Судьба - Николай Гаврилович Золотарёв-Якутский
Шрифт:
Интервал:
Закладка:
Поздно вечером из лесу вернулись два сына старухи. Они привезли дрова и очень замерзли. Старуха сразу замолчала, чему Иван Семенович был рад, — болтовня хозяйки надоела ему.

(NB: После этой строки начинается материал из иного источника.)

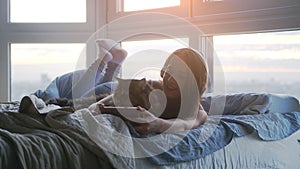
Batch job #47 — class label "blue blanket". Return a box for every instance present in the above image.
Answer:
[144,112,300,165]
[133,94,300,165]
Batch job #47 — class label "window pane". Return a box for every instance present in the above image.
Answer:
[119,0,180,12]
[10,0,86,23]
[121,38,188,80]
[214,31,300,99]
[11,44,85,100]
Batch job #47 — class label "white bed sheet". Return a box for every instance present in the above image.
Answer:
[136,130,300,169]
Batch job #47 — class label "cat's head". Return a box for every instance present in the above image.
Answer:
[114,78,154,109]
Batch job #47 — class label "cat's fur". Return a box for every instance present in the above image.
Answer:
[46,78,153,109]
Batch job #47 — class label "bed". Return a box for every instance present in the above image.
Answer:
[0,93,300,169]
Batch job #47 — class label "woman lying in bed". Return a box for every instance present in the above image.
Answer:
[34,40,208,134]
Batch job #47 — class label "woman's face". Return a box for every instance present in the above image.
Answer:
[160,59,185,98]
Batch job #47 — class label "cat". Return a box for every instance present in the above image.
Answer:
[46,78,154,110]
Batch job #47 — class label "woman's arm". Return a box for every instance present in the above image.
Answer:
[88,94,113,115]
[135,106,207,134]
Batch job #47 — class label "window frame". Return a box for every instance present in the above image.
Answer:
[107,0,190,22]
[191,0,300,35]
[0,0,101,101]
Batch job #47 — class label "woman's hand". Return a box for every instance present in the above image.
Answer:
[130,106,163,134]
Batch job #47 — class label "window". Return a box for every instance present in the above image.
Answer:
[214,31,300,99]
[107,0,189,21]
[121,38,188,80]
[121,0,180,12]
[191,0,300,35]
[0,0,96,101]
[11,43,85,100]
[10,0,86,23]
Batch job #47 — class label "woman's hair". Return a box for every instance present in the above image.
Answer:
[166,48,208,97]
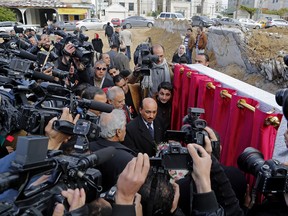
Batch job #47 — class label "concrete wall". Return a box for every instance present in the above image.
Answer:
[189,64,288,162]
[207,27,257,73]
[154,19,191,34]
[155,20,288,161]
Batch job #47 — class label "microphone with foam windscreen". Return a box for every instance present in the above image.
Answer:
[11,50,37,61]
[77,146,116,169]
[78,99,113,113]
[29,71,54,82]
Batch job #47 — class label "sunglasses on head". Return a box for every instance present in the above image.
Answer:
[96,67,107,71]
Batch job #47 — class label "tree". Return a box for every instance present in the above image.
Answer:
[262,8,288,17]
[0,7,16,21]
[240,5,257,19]
[235,0,240,19]
[201,0,205,16]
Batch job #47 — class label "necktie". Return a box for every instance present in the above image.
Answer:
[147,123,154,139]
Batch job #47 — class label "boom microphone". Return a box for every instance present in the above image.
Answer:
[77,146,116,169]
[78,99,113,113]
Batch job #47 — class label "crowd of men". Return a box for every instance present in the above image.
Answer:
[0,20,286,216]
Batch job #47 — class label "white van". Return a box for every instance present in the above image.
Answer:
[157,12,186,20]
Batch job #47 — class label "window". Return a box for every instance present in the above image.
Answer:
[129,3,134,11]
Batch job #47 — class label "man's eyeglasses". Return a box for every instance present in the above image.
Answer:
[96,67,107,71]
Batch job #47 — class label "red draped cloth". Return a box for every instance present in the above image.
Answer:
[210,87,236,153]
[196,78,221,126]
[221,95,258,167]
[188,74,209,107]
[251,109,282,160]
[171,64,184,130]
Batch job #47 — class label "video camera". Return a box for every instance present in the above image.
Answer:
[275,88,288,119]
[0,82,113,138]
[54,30,94,66]
[181,107,208,147]
[237,147,288,195]
[134,42,159,76]
[0,136,116,216]
[150,142,193,170]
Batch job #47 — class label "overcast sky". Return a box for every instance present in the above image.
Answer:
[222,0,228,8]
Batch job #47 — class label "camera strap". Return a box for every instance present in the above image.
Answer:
[147,174,158,216]
[189,174,194,215]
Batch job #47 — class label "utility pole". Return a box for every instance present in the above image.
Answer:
[235,0,240,19]
[137,0,140,16]
[200,0,205,16]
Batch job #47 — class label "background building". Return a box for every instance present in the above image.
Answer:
[0,0,94,26]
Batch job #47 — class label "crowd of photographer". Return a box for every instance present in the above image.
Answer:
[0,23,287,216]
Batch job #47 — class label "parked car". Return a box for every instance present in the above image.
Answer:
[0,21,39,32]
[257,20,267,28]
[265,19,288,28]
[55,21,76,31]
[211,18,221,26]
[76,18,113,31]
[219,17,242,26]
[157,12,186,20]
[121,16,154,29]
[191,16,213,28]
[111,18,121,26]
[239,19,262,29]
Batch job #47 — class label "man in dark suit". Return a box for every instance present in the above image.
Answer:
[114,45,132,73]
[124,98,164,157]
[89,109,134,191]
[79,60,114,89]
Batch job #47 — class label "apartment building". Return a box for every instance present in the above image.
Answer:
[0,0,93,26]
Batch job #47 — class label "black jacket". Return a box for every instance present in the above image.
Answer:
[177,156,244,216]
[92,38,103,53]
[105,25,114,37]
[124,116,164,157]
[78,67,114,88]
[89,138,134,191]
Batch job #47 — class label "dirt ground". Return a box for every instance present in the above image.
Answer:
[86,28,288,94]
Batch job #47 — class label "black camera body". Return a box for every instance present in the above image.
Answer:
[150,142,193,170]
[181,107,208,147]
[237,147,288,194]
[134,42,159,76]
[0,136,116,216]
[275,88,288,119]
[54,30,94,66]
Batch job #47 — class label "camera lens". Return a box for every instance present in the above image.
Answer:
[237,147,265,176]
[275,88,288,119]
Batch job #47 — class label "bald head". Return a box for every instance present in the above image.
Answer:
[152,44,164,64]
[139,98,157,123]
[99,109,126,141]
[107,86,125,109]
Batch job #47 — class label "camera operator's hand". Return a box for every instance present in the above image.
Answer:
[134,193,143,216]
[284,129,288,148]
[53,188,86,216]
[204,127,218,141]
[64,43,76,56]
[115,153,150,205]
[170,182,180,213]
[42,67,53,76]
[187,143,212,193]
[45,107,79,150]
[61,188,86,211]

Ночью гость плохо спал, все думал о том, зачем это Майе понадобилось так нагло воспользоваться несчастьем головы Харатаева, преследуя какие-то свои корыстные цели. Теперь Иван Семенович был уверен, что женщина, называющая себя Майей, дочерью Харатаева, самозванка, находящаяся в сговоре с Федором, своим мужем. Недаром говорят: «Скот пестрый снаружи, человек — изнутри». «Но как я позволил обвести себя вокруг пальца? — корил он себя. — Времени сколько потерял, оскандалился перед господином мировым судьей».
Утром, после чая, Иван Семенович пошел в улусную управу. Харатаева, который имел обыкновение приезжать в присутствие рано, он уже застал на месте. Голова поздоровался с приезжим, попросил его сесть. В это время открылась дверь, в комнату ввалился старик, одетый в старую полинявшую оленью дошку. На голову была надвинута поношенная заячья шапчонка. Еле передвигая ногами, он приблизился к столу, за которым восседал голова, и слезно заговорил:
— Владыки мои солнечные, до каких же пор мне терпеть такую обиду? Лошади князя Капитонова, целый табун, повалили мою изгородь и стравили весь стожок сена. Чем же я теперь буду кормить свою корову?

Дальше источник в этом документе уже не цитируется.